Did the white-coated workers barricade emotions daily to separate and safeguard their minds from those who made up this overspill of drab decay? But I was unschooled and unshielded, still young enough to see and feel it all with open-hearted anguish.

To enter the locked wards, we had to ring the bell to summon the attendant whose eye would appear at the peephole. After stating our business, we waited, listening to the sounds of unlocking and unbolting. As soon as we entered, the heavy door was firmly closed, the large bolts drawn, the key turned. A chill feeling gripped my stomach. I was locked inside …

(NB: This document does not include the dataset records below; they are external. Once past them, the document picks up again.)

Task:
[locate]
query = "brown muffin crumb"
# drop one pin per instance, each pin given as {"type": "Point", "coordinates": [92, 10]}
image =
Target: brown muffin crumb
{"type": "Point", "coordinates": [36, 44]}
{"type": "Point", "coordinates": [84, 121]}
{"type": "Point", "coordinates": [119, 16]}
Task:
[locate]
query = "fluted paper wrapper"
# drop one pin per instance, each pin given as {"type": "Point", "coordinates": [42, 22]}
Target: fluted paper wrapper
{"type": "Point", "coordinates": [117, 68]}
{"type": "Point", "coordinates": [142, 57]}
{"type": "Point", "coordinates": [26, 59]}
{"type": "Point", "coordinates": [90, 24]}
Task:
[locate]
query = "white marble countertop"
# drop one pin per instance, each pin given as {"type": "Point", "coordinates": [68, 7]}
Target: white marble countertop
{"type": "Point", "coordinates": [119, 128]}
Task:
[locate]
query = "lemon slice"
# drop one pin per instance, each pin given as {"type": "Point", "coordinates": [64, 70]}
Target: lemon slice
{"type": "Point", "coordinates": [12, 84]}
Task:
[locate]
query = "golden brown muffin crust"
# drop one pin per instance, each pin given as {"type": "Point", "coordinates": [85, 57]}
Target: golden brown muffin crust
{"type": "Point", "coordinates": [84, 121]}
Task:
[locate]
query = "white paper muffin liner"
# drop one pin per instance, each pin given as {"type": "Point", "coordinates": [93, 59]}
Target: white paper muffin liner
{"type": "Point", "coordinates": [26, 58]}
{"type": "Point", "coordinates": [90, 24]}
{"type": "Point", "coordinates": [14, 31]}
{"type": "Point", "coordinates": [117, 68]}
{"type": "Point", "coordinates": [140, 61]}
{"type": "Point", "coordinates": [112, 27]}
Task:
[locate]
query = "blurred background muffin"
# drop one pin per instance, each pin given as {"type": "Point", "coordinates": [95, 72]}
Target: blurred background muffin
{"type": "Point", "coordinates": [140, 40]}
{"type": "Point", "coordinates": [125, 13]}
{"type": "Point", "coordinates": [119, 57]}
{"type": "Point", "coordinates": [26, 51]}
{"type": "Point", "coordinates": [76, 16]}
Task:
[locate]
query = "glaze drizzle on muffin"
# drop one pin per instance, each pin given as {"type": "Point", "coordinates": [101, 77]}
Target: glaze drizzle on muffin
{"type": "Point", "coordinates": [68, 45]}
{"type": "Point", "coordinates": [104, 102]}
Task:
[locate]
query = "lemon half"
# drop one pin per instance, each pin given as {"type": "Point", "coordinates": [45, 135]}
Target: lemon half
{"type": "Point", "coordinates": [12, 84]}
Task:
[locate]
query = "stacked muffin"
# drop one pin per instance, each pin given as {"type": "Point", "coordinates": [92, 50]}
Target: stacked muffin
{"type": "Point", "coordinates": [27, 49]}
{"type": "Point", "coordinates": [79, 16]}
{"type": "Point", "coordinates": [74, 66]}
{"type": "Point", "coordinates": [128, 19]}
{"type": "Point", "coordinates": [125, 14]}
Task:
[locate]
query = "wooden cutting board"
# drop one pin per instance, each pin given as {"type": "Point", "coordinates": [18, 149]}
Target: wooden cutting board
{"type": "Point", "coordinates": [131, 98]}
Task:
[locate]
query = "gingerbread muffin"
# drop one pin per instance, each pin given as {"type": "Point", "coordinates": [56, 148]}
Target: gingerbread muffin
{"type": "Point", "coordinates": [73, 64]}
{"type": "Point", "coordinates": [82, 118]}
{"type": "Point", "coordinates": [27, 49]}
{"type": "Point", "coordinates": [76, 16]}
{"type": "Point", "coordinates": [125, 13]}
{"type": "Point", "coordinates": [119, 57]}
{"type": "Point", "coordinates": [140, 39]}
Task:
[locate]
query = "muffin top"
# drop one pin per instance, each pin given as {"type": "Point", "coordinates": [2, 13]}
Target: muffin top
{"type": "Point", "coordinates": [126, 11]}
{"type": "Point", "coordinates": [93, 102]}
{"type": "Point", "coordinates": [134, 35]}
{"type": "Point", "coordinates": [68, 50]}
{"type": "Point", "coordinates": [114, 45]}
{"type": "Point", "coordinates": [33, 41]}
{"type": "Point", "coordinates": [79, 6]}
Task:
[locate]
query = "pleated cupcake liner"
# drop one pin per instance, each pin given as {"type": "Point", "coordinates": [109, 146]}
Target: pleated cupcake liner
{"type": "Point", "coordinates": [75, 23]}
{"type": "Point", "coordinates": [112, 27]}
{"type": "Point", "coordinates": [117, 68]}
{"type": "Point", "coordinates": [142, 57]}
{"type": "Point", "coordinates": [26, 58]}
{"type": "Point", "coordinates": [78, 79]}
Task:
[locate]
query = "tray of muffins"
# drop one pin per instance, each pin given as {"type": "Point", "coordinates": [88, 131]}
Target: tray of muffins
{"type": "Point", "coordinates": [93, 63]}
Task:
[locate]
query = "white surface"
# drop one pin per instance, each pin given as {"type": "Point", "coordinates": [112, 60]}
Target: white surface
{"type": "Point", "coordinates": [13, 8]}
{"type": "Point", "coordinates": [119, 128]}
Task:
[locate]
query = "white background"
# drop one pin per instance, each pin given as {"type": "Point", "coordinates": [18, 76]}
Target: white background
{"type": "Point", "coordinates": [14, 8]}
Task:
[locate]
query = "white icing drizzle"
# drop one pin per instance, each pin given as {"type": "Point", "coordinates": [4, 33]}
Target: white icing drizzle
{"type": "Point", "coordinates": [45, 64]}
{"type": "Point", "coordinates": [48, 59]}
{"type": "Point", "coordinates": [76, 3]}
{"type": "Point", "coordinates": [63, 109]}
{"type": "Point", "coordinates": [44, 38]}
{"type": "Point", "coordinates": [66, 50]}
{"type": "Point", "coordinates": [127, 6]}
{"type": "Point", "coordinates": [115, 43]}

The first time I went into a locked ward, I followed the burly attendant apprehensively down the short, inner corridor to the main room. The keys that hung from his belt jangled as he walked. I wondered what to expect, but most of the patients in this male ward looked so heavily sedated that it was hard to appreciate the need for the lock or, for that matter, for the books we were bringing.

Yet, in all the sad, drab, pee-smelling wards we went into with the books, there was always someone, perhaps only one patient out of the whole ward, who still possessed the faculties and motivation to read. In one of the locked wards, Nancy, a small woman with big dark eyes and sparrow-like arms and legs, rushed to greet us each week and chatted to me excitedly about the books she'd read, before looking along the rows of books on the trolley to choose some more. Why was this woman being buried alive in here? I looked around at her companions to see whom she might converse with, but some were cabbage-like and silent, others were weeping and wailing and gnashing their teeth.

How could anyone who had a mind sharp enough to think and reason survive in this bleak environment? Was it too much to hope that these books Nancy rushed for so eagerly each week were a lifeline for her? Could they help prevent soul-death? Even in this hell?

In a male locked ward a man in a similar position to Nancy had apparently found a different aid to survival, something to alleviate the boredom of the day if new, naïve visitors came. His name was Victor and the first time I met him, he came up to me, smiling, with his arm outstretched wanting me to ‘shake hands'.

‘I wouldn't if I were you,' a tired-looking male nurse warned me, but Victor was a small, thin man and I couldn't see any harm in it, so I allowed him to grasp my hand.

The handshake didn't stop at the normal stage. Still retaining his oh-so-polite pleased-to-meet-you smile, he squeezed my hand in an iron grip until I yelled in pain and the nurse, whom I now wished I'd heeded, managed to yank him away from me.